ACM CIKM 2022 Workshop
Human-In-the-Loop Data Curation
Tell Me More


Although data quality is a long-standing and enduring problem, it has recently received a resurgence of attention due to the fast proliferation of data analytics, machine learning, and decision-support applications built upon the wide-scale availability and accessibility of (big) data. The success of such applications heavily relies on not only the quantity, but also the quality of data. Data curation, which may include ingestion, annotation, cleaning, integration, etc., is a critical step to provide adequate assurances on the quality of analytics and machine learning results. Such data preparation activities are recognised as time and resource intensive for data scientists as data often comes with a number of challenges that need to be tackled before it can be used in practice. Data re-purposing and the resulting distance between design and use intentions of the data, is a fundamental issue behind many of these challenges. These challenges include a variety of data issues such as noise and outliers, incompleteness, representativeness or biases, heterogeneity of format or semantics, etc. Mishandling these challenges can lead to negative and sometimes damaging effects, especially in critical domains like healthcare, transport, and finance. An observable distinct feature of data quality in these contexts is the increasingly important role played by humans, being often the source of data generation and the active players in data curation. This workshop will provide an opportunity to explore the interdisciplinary overlap between manual, automated, and hybrid human-machine methods of data curation.

Call for Papers

The full-day workshop on Oct 21, 2022 will include the following three parts:
  • Part 1 features plenary sessions, including the keynotes, invited talks, and panel.
  • Part 2 features selected presentations from speakers whose papers are peer-reviewed and who attend in person.
  • Part 3 features lightning talks for extended abstracts that are not formally peer-reviewed.
We invite submissions for novel research papers around the following topics:
  • Quality control for crowdsourced data curation
  • Data worker incentivization and engagement, including techniques from citizen science and collective intelligence
  • Expertise finding and engagement for data curation
  • Supporting crowd workers and experts in data task completion
  • Supporting data curation task design for data requesters
  • Collaborative data work among humans and between humans and AI
  • Human studies into the transparency, reliability, and biases in manual and hybrid data curation
  • Interaction techniques for manual, collaborative, and hybrid human-machine data curation, eg.., conversational interfaces
  • Database and machine learning techniques for supporting large-scale and hybrid data curation
  • Human intervention in data cascades and machine learning lifecycle management
  • Benchmarks in machine learning, AI, and related areas
  • Privacy and security issues of data quality, e.g., data poisoning attacks
Research papers must describe original work that has not been previously published, not accepted for publication elsewhere, and not simultaneously submitted or currently under review in another journal or conference.

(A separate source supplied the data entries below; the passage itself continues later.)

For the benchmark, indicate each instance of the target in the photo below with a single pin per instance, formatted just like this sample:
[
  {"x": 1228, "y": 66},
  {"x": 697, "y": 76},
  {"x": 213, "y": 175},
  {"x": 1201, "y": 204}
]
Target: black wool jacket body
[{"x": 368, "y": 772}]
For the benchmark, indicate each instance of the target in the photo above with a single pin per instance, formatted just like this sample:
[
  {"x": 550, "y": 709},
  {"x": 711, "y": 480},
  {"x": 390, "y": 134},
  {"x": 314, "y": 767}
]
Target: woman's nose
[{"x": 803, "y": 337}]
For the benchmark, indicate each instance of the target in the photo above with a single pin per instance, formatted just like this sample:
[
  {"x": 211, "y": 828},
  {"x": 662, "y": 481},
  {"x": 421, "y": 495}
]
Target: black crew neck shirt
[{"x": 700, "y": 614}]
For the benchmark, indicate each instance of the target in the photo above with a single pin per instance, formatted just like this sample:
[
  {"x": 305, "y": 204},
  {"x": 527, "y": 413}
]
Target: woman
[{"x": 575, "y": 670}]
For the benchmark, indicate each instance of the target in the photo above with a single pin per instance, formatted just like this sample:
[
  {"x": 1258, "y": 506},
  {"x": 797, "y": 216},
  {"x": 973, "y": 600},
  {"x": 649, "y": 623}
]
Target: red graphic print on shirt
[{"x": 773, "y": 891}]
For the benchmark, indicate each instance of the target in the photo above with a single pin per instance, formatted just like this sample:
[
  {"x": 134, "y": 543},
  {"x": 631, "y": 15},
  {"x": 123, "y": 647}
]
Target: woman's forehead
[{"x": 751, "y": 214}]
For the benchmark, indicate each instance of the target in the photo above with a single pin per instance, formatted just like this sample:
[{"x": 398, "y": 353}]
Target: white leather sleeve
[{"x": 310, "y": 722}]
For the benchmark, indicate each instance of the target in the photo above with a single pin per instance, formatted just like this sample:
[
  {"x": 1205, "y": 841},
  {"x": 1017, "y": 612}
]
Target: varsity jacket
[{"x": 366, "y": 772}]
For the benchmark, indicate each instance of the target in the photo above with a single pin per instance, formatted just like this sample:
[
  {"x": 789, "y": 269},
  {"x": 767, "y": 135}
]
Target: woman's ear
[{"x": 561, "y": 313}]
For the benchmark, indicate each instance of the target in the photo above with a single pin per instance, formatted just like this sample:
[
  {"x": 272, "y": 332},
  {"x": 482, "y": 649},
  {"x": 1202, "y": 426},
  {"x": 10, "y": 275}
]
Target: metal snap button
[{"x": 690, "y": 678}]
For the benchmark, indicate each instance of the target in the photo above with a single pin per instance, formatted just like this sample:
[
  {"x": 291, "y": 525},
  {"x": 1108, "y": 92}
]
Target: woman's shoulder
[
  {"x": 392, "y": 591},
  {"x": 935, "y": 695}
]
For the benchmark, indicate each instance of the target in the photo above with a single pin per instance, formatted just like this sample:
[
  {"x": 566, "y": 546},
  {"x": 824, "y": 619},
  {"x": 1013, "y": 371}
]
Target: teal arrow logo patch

Submissions of research papers must be in English, in PDF format, and be at most 2-4 pages (including figures, tables, proofs, appendixes, acknowledgments, and any content except references) in length, with unrestricted space for references, in the current ACM two-column conference format. Suitable LaTeX, Word, and Overleaf templates are available from the ACM Website (use “sigconf” proceedings template for LaTeX and the Interim Template for Word).

Submissions must be anonymous and should be submitted electronically via EasyChair:

At least one author of each accepted paper for part 2 of the workshop is required to register for, and present the work at the workshop.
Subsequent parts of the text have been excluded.